Maduro Calls for More Sanctions Relief After Chevron License

Venezuela President Nicolas Maduro urged the US to ease more sanctions on the country’s beleaguered oil industry, saying a license allowing Chevron Corp. to increase production was a first step.
“The licenses, all of them, the public ones and the non-public ones, granted by the US government for Chevron are on the right track,” Maduro said in press conference in Caracas Wednesday in his first public comments on the matter. “But they are not enough for what Venezuela demands.”
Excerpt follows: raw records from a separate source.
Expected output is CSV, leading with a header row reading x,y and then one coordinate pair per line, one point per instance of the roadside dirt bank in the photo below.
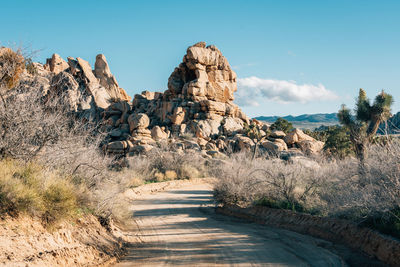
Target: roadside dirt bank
x,y
179,227
384,248
25,242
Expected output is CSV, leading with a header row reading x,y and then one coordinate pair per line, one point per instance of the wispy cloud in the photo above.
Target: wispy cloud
x,y
252,90
237,67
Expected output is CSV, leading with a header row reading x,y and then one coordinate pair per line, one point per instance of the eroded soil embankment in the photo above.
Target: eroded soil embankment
x,y
25,242
384,248
179,227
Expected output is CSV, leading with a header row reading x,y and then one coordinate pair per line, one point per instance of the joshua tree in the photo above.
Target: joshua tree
x,y
364,125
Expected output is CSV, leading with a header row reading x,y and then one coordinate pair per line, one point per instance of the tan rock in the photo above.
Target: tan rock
x,y
136,121
244,143
107,80
158,134
56,64
178,116
277,134
232,125
207,128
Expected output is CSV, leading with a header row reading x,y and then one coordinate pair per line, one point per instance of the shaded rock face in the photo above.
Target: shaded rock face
x,y
204,74
107,80
199,96
85,90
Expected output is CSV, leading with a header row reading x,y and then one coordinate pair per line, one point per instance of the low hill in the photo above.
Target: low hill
x,y
305,121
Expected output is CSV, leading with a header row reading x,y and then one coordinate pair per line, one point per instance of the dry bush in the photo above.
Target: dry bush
x,y
276,183
369,196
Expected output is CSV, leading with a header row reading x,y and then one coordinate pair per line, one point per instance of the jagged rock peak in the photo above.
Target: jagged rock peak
x,y
106,79
204,74
100,76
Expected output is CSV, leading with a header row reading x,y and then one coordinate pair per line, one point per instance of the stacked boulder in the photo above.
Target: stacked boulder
x,y
199,98
308,145
85,90
195,113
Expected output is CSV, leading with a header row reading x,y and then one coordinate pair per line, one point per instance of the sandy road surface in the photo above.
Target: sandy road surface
x,y
179,227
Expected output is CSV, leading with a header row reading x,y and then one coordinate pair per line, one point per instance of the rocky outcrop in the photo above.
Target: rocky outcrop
x,y
196,112
199,96
86,91
107,80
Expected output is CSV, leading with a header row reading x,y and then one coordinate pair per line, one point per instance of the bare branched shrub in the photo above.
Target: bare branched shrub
x,y
272,182
371,193
332,188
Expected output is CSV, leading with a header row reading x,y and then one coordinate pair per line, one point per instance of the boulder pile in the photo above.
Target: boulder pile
x,y
195,113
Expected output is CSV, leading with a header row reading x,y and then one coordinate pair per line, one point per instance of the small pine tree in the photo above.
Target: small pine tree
x,y
364,125
282,125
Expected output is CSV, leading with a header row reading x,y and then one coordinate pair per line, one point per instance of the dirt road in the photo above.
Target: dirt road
x,y
179,227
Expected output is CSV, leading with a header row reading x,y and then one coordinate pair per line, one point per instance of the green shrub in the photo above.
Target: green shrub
x,y
29,188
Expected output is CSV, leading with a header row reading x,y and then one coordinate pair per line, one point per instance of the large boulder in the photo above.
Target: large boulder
x,y
158,134
231,125
137,121
107,80
204,74
295,136
274,147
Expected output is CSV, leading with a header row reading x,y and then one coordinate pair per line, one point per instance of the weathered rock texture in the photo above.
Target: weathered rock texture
x,y
199,96
85,90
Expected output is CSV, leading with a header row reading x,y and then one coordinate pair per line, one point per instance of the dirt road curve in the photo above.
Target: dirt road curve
x,y
179,227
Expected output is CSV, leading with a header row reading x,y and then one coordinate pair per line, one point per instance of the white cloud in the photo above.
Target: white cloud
x,y
252,90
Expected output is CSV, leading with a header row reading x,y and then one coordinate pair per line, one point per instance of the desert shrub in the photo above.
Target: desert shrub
x,y
164,163
334,188
371,197
338,143
30,188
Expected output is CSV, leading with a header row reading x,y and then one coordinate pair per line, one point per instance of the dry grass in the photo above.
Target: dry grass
x,y
370,196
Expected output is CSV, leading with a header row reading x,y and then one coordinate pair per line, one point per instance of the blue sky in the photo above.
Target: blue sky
x,y
292,57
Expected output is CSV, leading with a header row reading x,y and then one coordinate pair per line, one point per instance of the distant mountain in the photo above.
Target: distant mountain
x,y
329,118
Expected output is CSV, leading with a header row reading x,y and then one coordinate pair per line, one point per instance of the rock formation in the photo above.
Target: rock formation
x,y
107,80
195,113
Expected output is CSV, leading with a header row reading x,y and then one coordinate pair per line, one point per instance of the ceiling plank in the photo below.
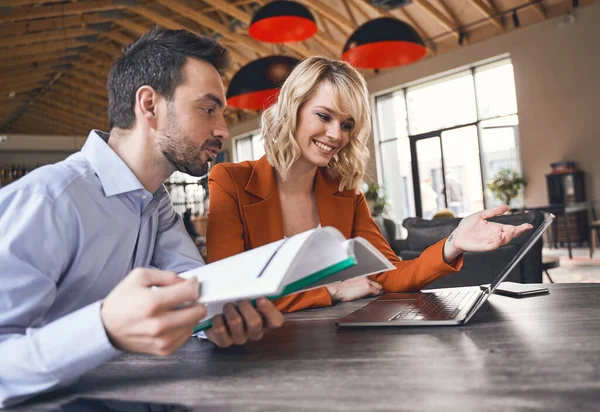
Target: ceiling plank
x,y
540,9
438,16
489,11
117,37
35,60
56,23
19,3
175,25
132,26
42,48
58,10
27,39
201,19
344,24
The authorization the Biden administration announced Saturday, which eased some restrictions on California-based Chevron’s operations in Venezuela, is expected to result in a bump in oil output. The OPEC founding member’s production plummeted to around 679,000 barrels a day in October, compared to more than 2 million five years ago.
The license came more than three years after Washington imposed heavy sanctions on the sector and followed a deal signed by the Maduro administration and an opposition coalition to release government funds frozen in foreign accounts to finance a humanitarian plan. The agreement is part of broader negotiations with the opposition that are expected to continue and address conditions for free and fair elections.
US officials have said that further easing of sanctions depends on Maduro making political concessions and continuing to negotiate with the opposition.
But Maduro linked the setting of electoral conditions to US policy toward Venezuela. “Is it free elections that you want? Fair and transparent? Elections free of sanctions. They should remove all of them. Take them all away,” he said.
More discussions are also contingent on the opposition “complying” with the first deal that includes releasing $3 billion in blocked funds, he said. The money, which he expects to start flowing as soon as December, will go to finance repairs of 2,300 schools, purchase vaccines for children, medication for cancer patients, and add over 450 megawatts to the electricity grid, among other projects.
“With this agreement we have taken a good step with dialogue and understanding and to recover frozen funds,” Maduro said. A commission was created to identify the location of the blocked funds, he said.
Unpaid dividends that have accumulated from Venezuela’s US-based refiner Citgo Petroleum Corp. could also be used to fund the humanitarian plan. Maduro said the company, currently managed by opposition leader Juan Guaido, must be placed back under his government’s control “without creditors,” whom he called illegitimate.